Monday, 23 November 2015

Manajemen dana bank syariah



BAB II
PEMBAHASAN

1.     Manajemen Dana Bank Syari’ah
            Semua organisasi, baik yang berbentuk swasta, badan yang bersifat publik ataupun lembaga-lembaga social kemasyarakatan, tentu mempunyai tujuan sendiri-sendiri yang merupakan motivasi dari pendirinya. Manajemen di dalam suatu badan usaha, baik industri, niaga dan jasa, tidak terkecuali jasa perbankan, didorong oleh motif mendapatkan keuntungan (Profit). Untuk mendapat keuntungan yang besar, manajemen haruslah diselenggarakan dengan efisien. Sikap ini harus dimiliki oleh setiap pengusaha dan manajer nimanapun mereka berada, baik dalam organisasi bisnis, pelayanan publik, maupun organisasi kemasyarakatan. Perbedaannya hanyalah pada falsafah hidup yang dianut oleh masing-masing pendiri atau manajer badan usaha tersebut.[1])
                    Manajemen dana bank syari’ah adalah upaya yang dilakukan oleh lembaga bank syari’ah dalam mengelola atau mengatur posisi dana yang diterima dari aktifitas Funding untuk disalurkan kapada aktifitas Financing, dengan harapan bank yang bersangkutan tetap mampu memenuhi kriteria-kriteria likuiditas, rentabilitas dan solvabilitas. Bank syari’ah didirikan dengan tujuan untuk mempromosikan dan mengembangkan penerapan prinsip-prinsip islam, syari’ah dan tradisinya dalam transaksi keuangan dan perbankan serta bisnis lain terkait.[2])
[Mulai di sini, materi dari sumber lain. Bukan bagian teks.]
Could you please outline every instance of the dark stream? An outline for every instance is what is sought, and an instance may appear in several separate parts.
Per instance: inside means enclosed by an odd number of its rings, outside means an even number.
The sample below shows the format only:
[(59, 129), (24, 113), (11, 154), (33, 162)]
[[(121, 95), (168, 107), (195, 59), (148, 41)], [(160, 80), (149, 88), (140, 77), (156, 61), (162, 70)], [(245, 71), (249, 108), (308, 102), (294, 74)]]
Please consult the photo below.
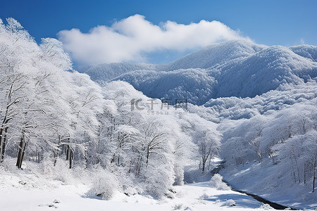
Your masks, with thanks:
[[(218, 165), (216, 167), (215, 167), (213, 170), (211, 170), (211, 175), (213, 175), (215, 174), (218, 174), (219, 172), (219, 171), (223, 169), (224, 167), (224, 162), (221, 162), (220, 165)], [(263, 204), (268, 204), (271, 207), (272, 207), (273, 208), (275, 209), (275, 210), (285, 210), (286, 208), (290, 208), (290, 210), (297, 210), (297, 209), (294, 209), (290, 207), (287, 207), (287, 206), (284, 206), (269, 200), (267, 200), (266, 199), (263, 198), (261, 196), (256, 196), (255, 194), (252, 194), (252, 193), (249, 193), (243, 191), (240, 191), (240, 190), (237, 190), (234, 188), (232, 188), (230, 184), (228, 183), (228, 181), (226, 181), (225, 180), (223, 180), (223, 182), (225, 182), (228, 186), (229, 186), (231, 188), (231, 190), (236, 191), (236, 192), (239, 192), (241, 193), (244, 193), (247, 194), (247, 196), (250, 196), (251, 197), (252, 197), (253, 198), (254, 198), (255, 200), (257, 200), (258, 201), (263, 203)]]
2.     Batasan dan Pengukuran Dana Bank Syari’ah
a.      Struktur Modal
      Modal merupakan faktor yang sangat penting bagi perkembangan dan kemajuan bank sekaliguus bersfungsi sebagai penjaga kepercayaan masyarakat. Oleh karena itu modal juga harus dapat digunakan untuk menjaga kemungkinan terjadi resiko, terutama dana-dana pihak ketiga atau masyarakat. Tingkat kecukupan modal bank dinyatakan dengan rasio tertentu yang disebut dengan rasio kecukupan modal atau capital adequency ratio (CAR). Tingkat kecukupan modal ini dapat diukur dengan cara membandingkan modal dengan dana-dana pihak ketiga dan membandingkan dengan aktiva beresiko.[3])
b.     Pemeliharaan Likuiditas
      Likuiditas bank adalah kemampuan bank untuk memenuhi kewajibannya, terutama kewajiban dana jangka pendek. Dari aktiva, likuiditas adalah kemampuan untuk merubah seluruh asset menjadi bentuk tunai (cash). Sedangkan dari sudut pasiva, adalah kewajiban bank memenuhi kebutuhan dana melalui portofolio liabilitas. Kemampuan likuiditas asset tergantung pada faktor utama, yaitu kandungan daya cair asset itu sendiri dan daya jual asset tersebut.[4])
c.      Aktiva produktif (pembiayaan)
      Kegiatan pembiayaan (financing) merupakan salah satu tugas pokok bank, yaitu pemberian fasilitas penyediaan dana untuk memenuhi kebutuhan pihak-pihak yang berupakan deficit unit, yang menurut sifat penggunaannya, pembiayaan dapat dibagi dalam:
·       Memenuhi kebutuhan komsumsi, yang akan habis untuk memenuhi kebutuhan,
·       Produksi dalam arti luas, yaitu untuk meningkatkan usaha, baik usaha produksi, perdagangan maupun investasi.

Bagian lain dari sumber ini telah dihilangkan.